Hit the Mark Trading’s Brief Review of Overnight Market Action Setting the Tone for the Trading Day
Good Morning Traders!
Sabre rattling in Southeast Asia today as China warns neighbors China will “take all necessary measures” to protect its interests. This statement made on the heels of a adverse ruling by the Permanent Court of Arbitration in The Hague, which sided with the Philippines, who brought case against China for taking over 85% of the South China Sea. Today China claims airspace over the region.
China accused the court of being “manipulated,” according to a report by ft.com. Now this is really funny, because China is one of the best grand manipulators when it comes to manipulating. Take Taiwan as the prime example.
The Chinese government bankrolls aid projects all around the undeveloped world ostensibly for humanitarian reasons, but in reality, the projects are tied to commitment votes against Taiwan in United Nations where China and Taiwan are at odds. “We will build something for you as long as you side with us at the UN.”
At this point in time, traders are not concerned. However, we file this as a potential war department item for the future along with any mistakes between Russian and NATO forces in the Balkans. Both are potential black swan events.
Crude Update – API report shows a USA inventory build of 2.2 million barrels, which “surprised” analysts who are constantly cheer-leading the prospects of future increased demand. OPEC said Tuesday global demand should rise by 1.15 million barrels per day in 2017. Of course this is simply a guess. Crude report today 10:30AM ET.
S&P expects downgrades will continue for sovereign credit ratings accelerating into next year. Negative outlooks on countries creditworthiness now outnumber positive outlooks by 30 (ft.com).
Japan reduced 2016 GDP growth forecast to 0.9% from an earlier forecast of 1.7% last January. Japan is the third largest economy in the world.
Eurozone industrial production reported falling by -1.2% in May. Expectations called for a -0.8% decline. No surprise really.
Chinese exports in June fell -4.8% year over year in June in dollar terms. Imports fell -8.4%. China is the second largest economy in the world and the number one importer of raw materials. In Renminbi terms, exports grew by 1.3% year over year, while imports fell 2.3%. Most business in China is conducted in US dollar contracts.
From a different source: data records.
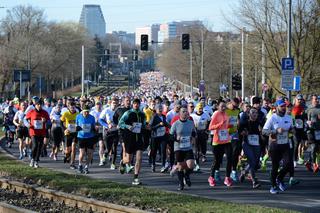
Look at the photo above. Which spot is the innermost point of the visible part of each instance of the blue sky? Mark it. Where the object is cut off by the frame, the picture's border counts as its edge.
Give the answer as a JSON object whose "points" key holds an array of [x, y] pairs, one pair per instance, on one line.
{"points": [[129, 14]]}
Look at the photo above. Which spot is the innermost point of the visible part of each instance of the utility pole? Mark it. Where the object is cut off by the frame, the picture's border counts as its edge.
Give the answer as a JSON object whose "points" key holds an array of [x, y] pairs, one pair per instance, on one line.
{"points": [[289, 40], [242, 63], [82, 70]]}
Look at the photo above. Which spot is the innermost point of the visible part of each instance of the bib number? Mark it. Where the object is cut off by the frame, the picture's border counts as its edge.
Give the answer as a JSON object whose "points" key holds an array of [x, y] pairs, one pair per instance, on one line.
{"points": [[317, 135], [299, 124], [86, 128], [223, 135], [282, 138], [38, 124], [202, 125], [72, 127], [161, 131], [136, 128], [253, 140], [185, 142]]}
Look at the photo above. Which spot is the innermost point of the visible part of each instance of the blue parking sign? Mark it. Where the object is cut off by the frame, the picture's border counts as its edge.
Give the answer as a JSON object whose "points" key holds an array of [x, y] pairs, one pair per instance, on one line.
{"points": [[287, 64]]}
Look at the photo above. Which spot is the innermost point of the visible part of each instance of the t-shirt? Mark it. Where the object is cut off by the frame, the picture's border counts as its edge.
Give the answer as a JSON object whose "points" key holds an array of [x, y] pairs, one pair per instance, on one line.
{"points": [[37, 126]]}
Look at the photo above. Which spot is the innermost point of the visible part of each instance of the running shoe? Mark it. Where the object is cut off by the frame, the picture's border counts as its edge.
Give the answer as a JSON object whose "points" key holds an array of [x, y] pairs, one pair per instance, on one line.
{"points": [[173, 170], [308, 166], [36, 164], [86, 170], [136, 182], [121, 167], [281, 185], [80, 168], [72, 166], [315, 168], [113, 166], [274, 190], [293, 181], [31, 163], [196, 168], [211, 181], [234, 176], [300, 161], [256, 185], [227, 181], [217, 176], [187, 180]]}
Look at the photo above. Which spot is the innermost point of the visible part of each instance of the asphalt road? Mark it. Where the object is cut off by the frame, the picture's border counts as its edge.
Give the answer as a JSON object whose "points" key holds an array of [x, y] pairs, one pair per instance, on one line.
{"points": [[304, 197]]}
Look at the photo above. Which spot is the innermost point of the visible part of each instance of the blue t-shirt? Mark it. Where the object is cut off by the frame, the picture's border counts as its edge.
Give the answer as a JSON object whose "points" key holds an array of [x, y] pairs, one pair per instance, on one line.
{"points": [[87, 126]]}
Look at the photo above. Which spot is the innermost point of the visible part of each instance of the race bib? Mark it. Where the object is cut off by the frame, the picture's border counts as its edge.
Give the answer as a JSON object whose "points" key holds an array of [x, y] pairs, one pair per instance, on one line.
{"points": [[185, 142], [282, 138], [72, 127], [136, 127], [161, 131], [299, 124], [233, 120], [12, 128], [223, 135], [317, 135], [202, 125], [253, 140], [38, 124]]}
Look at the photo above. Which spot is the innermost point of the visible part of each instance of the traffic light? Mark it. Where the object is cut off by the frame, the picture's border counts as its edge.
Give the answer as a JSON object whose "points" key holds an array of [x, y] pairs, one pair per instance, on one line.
{"points": [[105, 57], [236, 82], [135, 55], [144, 42], [185, 41]]}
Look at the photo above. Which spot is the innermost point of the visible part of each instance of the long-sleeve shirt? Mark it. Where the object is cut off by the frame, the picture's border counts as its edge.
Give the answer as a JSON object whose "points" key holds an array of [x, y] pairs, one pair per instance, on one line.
{"points": [[220, 123]]}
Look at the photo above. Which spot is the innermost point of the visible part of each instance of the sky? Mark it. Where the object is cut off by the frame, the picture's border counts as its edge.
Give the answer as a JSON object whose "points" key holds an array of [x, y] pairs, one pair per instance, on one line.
{"points": [[126, 15]]}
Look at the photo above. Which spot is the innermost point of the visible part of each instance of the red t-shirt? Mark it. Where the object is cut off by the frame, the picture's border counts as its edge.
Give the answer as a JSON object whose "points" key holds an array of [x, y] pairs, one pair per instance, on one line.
{"points": [[37, 127]]}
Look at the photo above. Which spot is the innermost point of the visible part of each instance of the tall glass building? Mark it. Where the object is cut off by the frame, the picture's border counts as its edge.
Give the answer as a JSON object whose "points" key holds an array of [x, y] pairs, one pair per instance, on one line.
{"points": [[92, 19]]}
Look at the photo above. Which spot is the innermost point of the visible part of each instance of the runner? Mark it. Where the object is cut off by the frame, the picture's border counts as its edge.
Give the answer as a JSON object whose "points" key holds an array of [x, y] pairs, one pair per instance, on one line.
{"points": [[133, 123], [86, 128], [111, 135], [38, 118], [201, 121], [277, 128], [221, 144], [313, 115], [22, 130], [250, 131], [57, 131], [183, 133], [69, 118]]}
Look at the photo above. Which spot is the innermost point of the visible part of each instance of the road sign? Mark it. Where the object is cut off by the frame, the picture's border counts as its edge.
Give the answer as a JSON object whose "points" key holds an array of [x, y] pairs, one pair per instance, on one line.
{"points": [[297, 83], [287, 81], [25, 75], [202, 86], [265, 87], [287, 64]]}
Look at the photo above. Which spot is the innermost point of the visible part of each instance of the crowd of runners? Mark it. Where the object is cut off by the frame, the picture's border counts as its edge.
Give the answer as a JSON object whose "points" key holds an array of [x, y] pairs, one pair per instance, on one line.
{"points": [[158, 120]]}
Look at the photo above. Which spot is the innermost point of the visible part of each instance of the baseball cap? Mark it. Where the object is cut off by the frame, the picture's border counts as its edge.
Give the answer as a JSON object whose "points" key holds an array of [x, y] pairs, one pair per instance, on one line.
{"points": [[280, 103]]}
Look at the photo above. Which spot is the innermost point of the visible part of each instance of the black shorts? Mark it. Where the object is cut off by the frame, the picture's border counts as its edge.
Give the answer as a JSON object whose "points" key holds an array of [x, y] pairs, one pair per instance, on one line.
{"points": [[22, 132], [133, 147], [182, 156], [57, 135], [86, 143], [71, 138]]}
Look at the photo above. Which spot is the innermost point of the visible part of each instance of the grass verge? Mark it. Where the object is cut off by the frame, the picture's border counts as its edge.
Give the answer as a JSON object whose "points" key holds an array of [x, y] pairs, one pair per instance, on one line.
{"points": [[137, 197]]}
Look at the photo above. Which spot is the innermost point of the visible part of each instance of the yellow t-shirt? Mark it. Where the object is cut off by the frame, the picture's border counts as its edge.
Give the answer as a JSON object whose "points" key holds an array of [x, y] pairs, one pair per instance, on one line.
{"points": [[233, 119], [68, 118], [149, 113]]}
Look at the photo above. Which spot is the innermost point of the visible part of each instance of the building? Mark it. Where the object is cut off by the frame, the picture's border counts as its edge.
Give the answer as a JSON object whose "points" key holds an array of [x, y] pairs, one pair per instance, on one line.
{"points": [[92, 19]]}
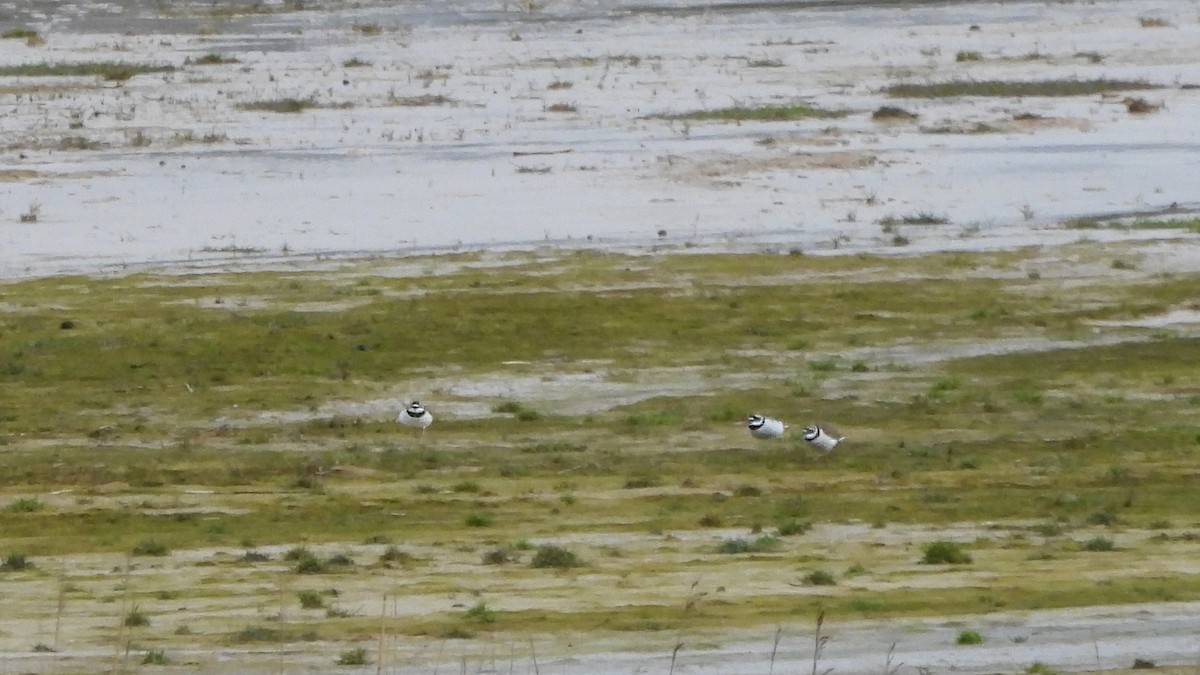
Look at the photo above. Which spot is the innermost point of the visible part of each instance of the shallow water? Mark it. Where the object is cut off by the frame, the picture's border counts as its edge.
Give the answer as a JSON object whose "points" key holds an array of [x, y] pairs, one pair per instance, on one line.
{"points": [[445, 139]]}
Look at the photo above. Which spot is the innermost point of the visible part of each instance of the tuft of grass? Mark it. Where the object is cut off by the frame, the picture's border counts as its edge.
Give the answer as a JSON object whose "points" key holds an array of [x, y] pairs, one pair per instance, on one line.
{"points": [[1015, 89], [286, 106], [25, 505], [155, 657], [113, 71], [151, 548], [969, 638], [480, 613], [16, 562], [945, 553], [820, 578], [136, 617], [211, 59], [767, 543], [893, 113], [555, 557], [357, 656], [311, 599], [762, 113], [19, 33]]}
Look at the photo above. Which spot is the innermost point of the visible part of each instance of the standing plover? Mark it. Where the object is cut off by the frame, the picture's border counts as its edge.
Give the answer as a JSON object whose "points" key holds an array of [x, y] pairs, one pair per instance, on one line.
{"points": [[823, 438], [417, 417], [765, 428]]}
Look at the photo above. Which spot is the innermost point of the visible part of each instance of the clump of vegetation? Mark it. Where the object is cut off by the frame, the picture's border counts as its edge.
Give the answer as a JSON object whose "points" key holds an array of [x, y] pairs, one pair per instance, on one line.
{"points": [[151, 548], [19, 33], [552, 556], [211, 59], [969, 638], [136, 617], [478, 520], [766, 543], [16, 562], [311, 599], [1099, 544], [357, 656], [893, 113], [1139, 106], [945, 553], [480, 613], [820, 578], [25, 505], [286, 106], [762, 113], [1015, 89], [792, 527], [108, 71]]}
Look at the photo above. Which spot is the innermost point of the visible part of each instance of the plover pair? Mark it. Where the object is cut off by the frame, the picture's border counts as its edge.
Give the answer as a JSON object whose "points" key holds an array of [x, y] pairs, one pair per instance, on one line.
{"points": [[823, 438]]}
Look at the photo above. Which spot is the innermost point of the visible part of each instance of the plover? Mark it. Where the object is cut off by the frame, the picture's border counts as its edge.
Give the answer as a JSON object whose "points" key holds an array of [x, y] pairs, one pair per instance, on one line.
{"points": [[417, 417], [765, 428], [823, 438]]}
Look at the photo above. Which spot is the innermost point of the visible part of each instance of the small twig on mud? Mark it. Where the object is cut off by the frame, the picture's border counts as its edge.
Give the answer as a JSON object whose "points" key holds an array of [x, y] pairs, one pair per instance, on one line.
{"points": [[774, 647]]}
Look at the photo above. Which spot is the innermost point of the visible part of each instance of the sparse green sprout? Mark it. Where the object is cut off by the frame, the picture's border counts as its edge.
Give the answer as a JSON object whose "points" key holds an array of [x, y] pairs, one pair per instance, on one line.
{"points": [[551, 556], [1015, 89], [1099, 544], [945, 553], [792, 527], [136, 617], [151, 548], [16, 562], [892, 113], [969, 638], [311, 599], [280, 106], [820, 578], [109, 71], [211, 59], [767, 543], [27, 505], [763, 113], [480, 614], [478, 520], [357, 656]]}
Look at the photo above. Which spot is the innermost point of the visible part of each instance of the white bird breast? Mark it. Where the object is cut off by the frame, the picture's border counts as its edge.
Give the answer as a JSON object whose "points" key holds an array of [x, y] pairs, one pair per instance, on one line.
{"points": [[769, 429], [418, 422], [820, 440]]}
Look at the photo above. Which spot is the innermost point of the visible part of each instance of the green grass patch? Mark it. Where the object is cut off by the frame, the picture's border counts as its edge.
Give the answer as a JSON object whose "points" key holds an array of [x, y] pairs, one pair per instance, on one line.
{"points": [[761, 113], [1015, 89], [115, 71]]}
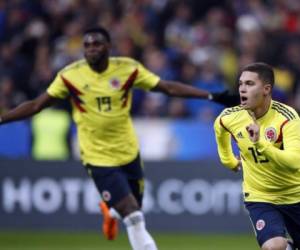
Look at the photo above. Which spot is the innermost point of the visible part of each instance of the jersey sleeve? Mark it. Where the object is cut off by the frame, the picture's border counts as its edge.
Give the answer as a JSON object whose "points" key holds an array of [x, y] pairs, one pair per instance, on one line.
{"points": [[57, 88], [223, 139], [289, 157], [145, 79]]}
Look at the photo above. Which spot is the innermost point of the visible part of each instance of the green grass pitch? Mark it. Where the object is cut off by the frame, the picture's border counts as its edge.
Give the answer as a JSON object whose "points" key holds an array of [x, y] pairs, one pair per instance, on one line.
{"points": [[21, 240]]}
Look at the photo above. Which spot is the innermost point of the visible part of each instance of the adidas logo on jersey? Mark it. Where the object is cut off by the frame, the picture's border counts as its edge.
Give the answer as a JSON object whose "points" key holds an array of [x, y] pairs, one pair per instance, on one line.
{"points": [[240, 135]]}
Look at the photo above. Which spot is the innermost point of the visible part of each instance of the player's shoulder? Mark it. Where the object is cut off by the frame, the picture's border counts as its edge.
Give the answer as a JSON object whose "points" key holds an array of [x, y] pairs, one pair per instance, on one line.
{"points": [[284, 110], [73, 66], [118, 60]]}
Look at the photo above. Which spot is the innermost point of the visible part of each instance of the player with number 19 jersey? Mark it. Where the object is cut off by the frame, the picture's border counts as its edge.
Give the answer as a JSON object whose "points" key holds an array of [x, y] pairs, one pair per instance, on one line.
{"points": [[101, 108], [270, 174]]}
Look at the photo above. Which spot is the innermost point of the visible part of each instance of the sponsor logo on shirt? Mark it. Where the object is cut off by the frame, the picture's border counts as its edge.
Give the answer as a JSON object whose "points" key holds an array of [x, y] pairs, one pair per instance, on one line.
{"points": [[270, 134], [115, 84]]}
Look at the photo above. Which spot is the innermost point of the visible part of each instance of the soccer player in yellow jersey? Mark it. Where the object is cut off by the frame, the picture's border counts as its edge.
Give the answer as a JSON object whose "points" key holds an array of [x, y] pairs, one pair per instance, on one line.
{"points": [[100, 90], [268, 136]]}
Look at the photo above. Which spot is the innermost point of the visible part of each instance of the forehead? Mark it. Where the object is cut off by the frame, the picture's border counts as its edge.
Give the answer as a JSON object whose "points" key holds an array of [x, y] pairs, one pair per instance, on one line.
{"points": [[249, 76], [94, 37]]}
Separately, Chinese rail freight, an indicator for industrial movement of goods, fell 7%.
Germany issues it’s first 10-year bund at zero percent coupon and negative yield. Investors holding to maturity will lose money.
7:00 MBA Mortgage Applications
8:30 Import/Export Prices
9:00 Fed’s Kaplan: Monetary Policy
10:00 Atlanta Fed’s Business Inflation Expectations
10:30 EIA Petroleum Inventories
1:00 PM Results of $12B, 30-Year Note Auction
2:00 PM Treasury Budget
2:00 PM Fed’s Beige Book
6:30 PM Fed’s Harker: Economic Outlook
VIX hits lower again deep into complacency.
Equity index futures higher as follow-through continues in the “summer rally!”
Crude report out today at 10:30AM ET could move equity index futures…just be aware. Crude incrementally lower. Up to Wall Street for this dream to continue.
Beige Book a great excuse for raising the market this afternoon. Report at 2PM ET.
Gold whack yesterday. Gold higher today. Silver continues consolidation.
Natural gas moves back into consolidation.
Copper lower off overnight highs after Chinese data, but still higher as everyone ASSUMES a new stimulus plan in the offering from China and Japan.
Grains higher. Perhaps this action is due to lower US dollar. We relish higher prices from which to sell short.
Coffee recovers yesterday’s losing price bar action. JO trade is fine for those working runners. We must clear 149.10.
USA Bonds higher on news of Germany’s zero interest bond issuance. What a world!
Euro higher as US dollar lower. Nothing special.
Yen incrementally green…means nothing. Monday night’s sell Yen suggestion certainly worked! Runners might capture further gains as discussed in the nightly video.
Canadian dollar lower incrementally with crude. Aussie incrementally higher with metals.